For their part, the Chinese attribute the trade conflict to the dollar and the world’s grip on the currency for international operations. The Chinese do not see the conflict as a trade war but industry and openly state that they do not want to fight, but complain that the United States wants to erase all progress in recent years and be against “developing countries”, while the Americans are constantly reversing by accusing China of intellectual property violations and imposing tariffs on its products.
The Japanese claim to be in the midst of the trade conflict and be the hardest hit, as much of their operations relied on sending raw materials to China for processing and from there exporting the final product to the world, but given the situation their products remain labeled with Chinese origin and subject to trade tariffs and restrictions and moving production back to Japan is as expensive as the same situation they now face. Australians are also not exempt and do not hide their concern to be partners in the United States, but at the same time geography and their needs tie them to Chinese trade.
As long as the WTO seems to be overtaken by the situation, the United States continues to ask the Chinese for changes and considerations. Asians refuse to give in and seek sympathy and allies in Latin American countries by inviting them to join the “Belt & Road Initiative”, which has already joined El Salvador, Costa Rica and Panama. China’s “belt and road” initiative has echoed in the Caribbean and much of Latin America, but neither Mexico nor Brazil has signed at least one memorandum of understanding with China and the Amazonians do not hide their fear that accession could cause U.S. tenasiate imposed sanctions on him.
Just as the U.S. has the right to seek a return on investment to their country, the Chinese also have the right to preserve the production chain in their territory.
The Chinese cite as a plea not to give in, the pressure the U.S. exerted on Mexico to trade NAFTA for the T-MEC, but the Americans cite the same example to be placed as open to new negotiations.
Each part has its own version of what is happening, but the truth is that this is hardly the beginning of an epic battle, because beyond the imposition of tariffs, what is actually at stake is the implementation of political ideology and practice that will prevail for the rest of the century.
The Trump trend is to leave multilateralism and opt for one-on-one agreements between nations and recently from the stand of the United Nations, has openly expressed that the future is not of globalization but of patriots and it seems that the Chinese give reason when we take into account that they have signed Bilateral Investment Treaties with Belize, Costa Rica, Honduras and Mexico itself.

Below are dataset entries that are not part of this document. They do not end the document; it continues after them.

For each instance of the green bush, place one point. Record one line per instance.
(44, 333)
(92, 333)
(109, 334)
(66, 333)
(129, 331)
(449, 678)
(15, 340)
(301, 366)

The Bilateral Investment Treaties are a low-level agreement that essentially codifies the mechanisms for investing in each other’s countries and protects the rights of each’s citizens by doing so.
We will have to get used to the tension and expect changes in the costs and quality of the products.
The positive scenario is enough to think of small moderate packages of solutions, while the pessimistic scenario is that the shocks between economies will continue and the end consumer will end up being the most harmed.
This is a competition that will have a winner over the years, but while the Us seems to close to the world, China openly invites you to make money with them and it is very difficult not to be seduced in the face of the opportunity of a market of 1.3 billion consumers.
The coincidences between nations are that the situation is a disaster, that political purposes are pursued disguised as commercials, conventional systems and institutions reel and all urge solutions, while awaiting the arrival of a new tweet that make it worse.